Tuesday, March 15, 2011

Our New Animals

We have gotten lots of new additions to our farm.  We have five little piglets loving their new home in their fully furnished barn.  For now they are on heat lights since the weather has not been real good.  The first morning after we got them Terrill forgot to lock the gate behind them and all but one got out!  It was freezing that morning and we spent a good hour trying to catch them.  One tried to skate on ice but fell through of course.  Terrill was about to jump in after it but managed to shimmy on a fallen tree and save the pig.  I spent my time running up and down the road til I was able to corner the last pig in our neighbors yard.  Those little piggies were heavy!  They have double in size though and are looking great.

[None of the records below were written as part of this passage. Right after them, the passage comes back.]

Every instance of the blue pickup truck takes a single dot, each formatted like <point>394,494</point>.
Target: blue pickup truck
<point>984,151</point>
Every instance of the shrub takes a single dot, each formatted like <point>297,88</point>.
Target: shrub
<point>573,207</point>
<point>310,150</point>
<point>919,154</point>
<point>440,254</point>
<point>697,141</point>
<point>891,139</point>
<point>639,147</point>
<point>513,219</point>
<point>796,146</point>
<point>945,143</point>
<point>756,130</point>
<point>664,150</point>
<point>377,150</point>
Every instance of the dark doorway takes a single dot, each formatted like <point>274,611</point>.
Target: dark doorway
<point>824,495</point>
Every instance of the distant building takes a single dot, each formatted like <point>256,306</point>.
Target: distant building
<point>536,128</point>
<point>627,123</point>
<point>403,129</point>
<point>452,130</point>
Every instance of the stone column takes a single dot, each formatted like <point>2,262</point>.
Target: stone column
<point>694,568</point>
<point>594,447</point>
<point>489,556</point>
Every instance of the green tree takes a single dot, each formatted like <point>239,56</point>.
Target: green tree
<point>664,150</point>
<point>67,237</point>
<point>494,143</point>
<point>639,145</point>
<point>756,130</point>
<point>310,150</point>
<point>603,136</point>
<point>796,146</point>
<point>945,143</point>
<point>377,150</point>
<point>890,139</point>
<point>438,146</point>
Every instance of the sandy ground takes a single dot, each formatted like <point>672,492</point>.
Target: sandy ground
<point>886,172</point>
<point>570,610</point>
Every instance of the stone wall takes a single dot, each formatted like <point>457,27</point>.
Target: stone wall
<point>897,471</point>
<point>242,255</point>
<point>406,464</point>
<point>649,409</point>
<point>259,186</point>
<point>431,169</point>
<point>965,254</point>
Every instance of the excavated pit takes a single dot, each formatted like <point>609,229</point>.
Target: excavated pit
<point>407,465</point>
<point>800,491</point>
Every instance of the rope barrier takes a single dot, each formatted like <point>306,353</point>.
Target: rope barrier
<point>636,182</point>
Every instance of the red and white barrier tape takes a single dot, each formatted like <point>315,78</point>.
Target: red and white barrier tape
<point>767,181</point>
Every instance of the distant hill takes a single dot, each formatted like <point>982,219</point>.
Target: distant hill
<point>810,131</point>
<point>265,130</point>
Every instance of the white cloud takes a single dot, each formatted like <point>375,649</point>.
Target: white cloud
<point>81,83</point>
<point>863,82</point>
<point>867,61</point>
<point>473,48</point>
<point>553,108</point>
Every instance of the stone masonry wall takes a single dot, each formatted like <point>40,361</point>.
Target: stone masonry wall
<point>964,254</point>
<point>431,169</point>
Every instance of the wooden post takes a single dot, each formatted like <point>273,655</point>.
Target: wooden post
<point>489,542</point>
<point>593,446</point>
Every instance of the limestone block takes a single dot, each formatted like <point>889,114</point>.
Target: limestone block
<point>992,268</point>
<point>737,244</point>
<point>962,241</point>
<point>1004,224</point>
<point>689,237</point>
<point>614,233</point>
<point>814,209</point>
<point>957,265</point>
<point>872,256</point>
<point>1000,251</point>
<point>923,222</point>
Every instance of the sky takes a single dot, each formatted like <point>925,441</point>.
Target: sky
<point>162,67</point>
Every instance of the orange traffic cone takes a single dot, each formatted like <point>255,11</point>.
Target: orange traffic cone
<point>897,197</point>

The chick incubator and hatcher are working overtime :)  A new batch is ready each week and they are selling quickly.  We also have hatched our first batch of ducks.  They are so sweet, its gonna be hard selling them!

Tuesday, February 8, 2011

Our Farm

We have recently expanded our hatchery and are looking towards breaking ground on our new building soon.  Terrill is currently putting the finishing touches on our pig barn.  He is such a great carpenter! It amazes me how he can just get an idea of how he wants something to look and build it without any plans besides scratch paper!

Baby goats should be coming soon I can't wait!  Birthing is always a stressful time but I just love playing with the babies!

We are looking forward to having a booth this year at the farmer's markets starting in April.  We will be selling some eggs and our farm fresh pork.  I also will be advertising my Mary Kay cosmetics.  So come check us out it would be nice to get the support!